Richard Sykes, chairman of Glaxo Wellcome, was furious when Relenza was banned, and even threatened to take his company to the US. "Britain can no longer be seen as... a suitable market for the early launch of new medicines," he wrote to Tony Blair. "The government has stressed the need for British companies to invest in research and development... This judgement will send out the opposite signal."
Sykes's statement was the first public demonstration of industry exasperation. But more will follow if the government refuses to ease its ban on consumer advertising. Many new drugs are unavailable in Britain because their makers see no point in launching them here when they can't advertise them to the people who want them. Increasing pressure from within the industry, and consumer demand, will eventually destroy these restrictive practices. The longer the government fights these moves, however, the more chaotic the collapse will be.
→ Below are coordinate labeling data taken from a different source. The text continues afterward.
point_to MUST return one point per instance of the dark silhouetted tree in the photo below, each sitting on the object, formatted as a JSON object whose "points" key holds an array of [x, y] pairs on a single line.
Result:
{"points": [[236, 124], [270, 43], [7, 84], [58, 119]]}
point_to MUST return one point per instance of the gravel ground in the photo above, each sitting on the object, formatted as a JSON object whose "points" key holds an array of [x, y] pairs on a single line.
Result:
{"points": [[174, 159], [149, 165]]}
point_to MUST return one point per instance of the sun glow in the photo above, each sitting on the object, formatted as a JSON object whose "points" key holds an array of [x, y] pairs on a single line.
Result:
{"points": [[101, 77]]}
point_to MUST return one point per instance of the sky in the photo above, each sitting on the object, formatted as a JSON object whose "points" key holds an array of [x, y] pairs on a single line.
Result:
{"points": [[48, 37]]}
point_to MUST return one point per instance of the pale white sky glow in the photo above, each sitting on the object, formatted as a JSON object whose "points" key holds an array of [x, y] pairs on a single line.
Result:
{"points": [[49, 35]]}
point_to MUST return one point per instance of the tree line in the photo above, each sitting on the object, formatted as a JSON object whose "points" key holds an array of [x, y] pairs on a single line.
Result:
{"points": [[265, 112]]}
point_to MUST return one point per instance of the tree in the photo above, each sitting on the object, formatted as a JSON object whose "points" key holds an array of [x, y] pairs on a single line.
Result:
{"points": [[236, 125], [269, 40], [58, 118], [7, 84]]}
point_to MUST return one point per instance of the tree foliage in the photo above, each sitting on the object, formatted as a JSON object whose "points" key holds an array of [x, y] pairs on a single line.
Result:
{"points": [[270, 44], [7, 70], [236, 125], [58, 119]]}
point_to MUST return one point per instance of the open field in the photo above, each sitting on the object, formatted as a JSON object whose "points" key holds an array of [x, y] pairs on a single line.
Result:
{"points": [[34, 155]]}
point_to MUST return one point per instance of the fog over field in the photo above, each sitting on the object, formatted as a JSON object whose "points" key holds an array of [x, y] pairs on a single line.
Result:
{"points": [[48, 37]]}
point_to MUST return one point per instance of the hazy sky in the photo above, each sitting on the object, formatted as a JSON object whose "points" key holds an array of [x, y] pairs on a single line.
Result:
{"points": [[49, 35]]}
The change, when it comes, will go much further than simply allowing ageing baby-boomers to reduce their wrinkles or burn off fat without exercising. Allowing people greater knowledge of, and access to, lifestyle pharmaceuticals will have a knock-on effect on the use of conventional therapeutic drugs-which will in turn have a beneficial effect on the nation's health. Britain still lags dismally behind its European neighbours in many healthcare outcomes. Survival rates for all types of cancer, for example, are well below the European average. One reason for this is the slow take-up of new drugs. Under the present system the average spend per head on drugs is kept at a low 25p per day-half as much as in France and Germany. This is not enough to buy state-of-the-art treatment, and de facto rationing has operated for years. Given the choice, most people would be willing to pay more. Most could afford to: the 25p spend is less than a quarter of what we spend on tobacco and alcohol. Private sale of non-essential drugs would leave more money available for the NHS to purchase life-saving products and to prescribe generously to those who cannot afford to pay privately.
More important than these practical benefits is the issue of liberty. Our bodies are the most personal possessions we have-we have ceded control over them because in illness we regress, and long for some strong parental figure to kiss us better. Over centuries we have encouraged the medical profession to take that role, and have thus colluded in creating a paternalistic system in which we do not even have the right to know about what we consume. But it is time to take responsibility for our own health. It is time, in short, to grow up.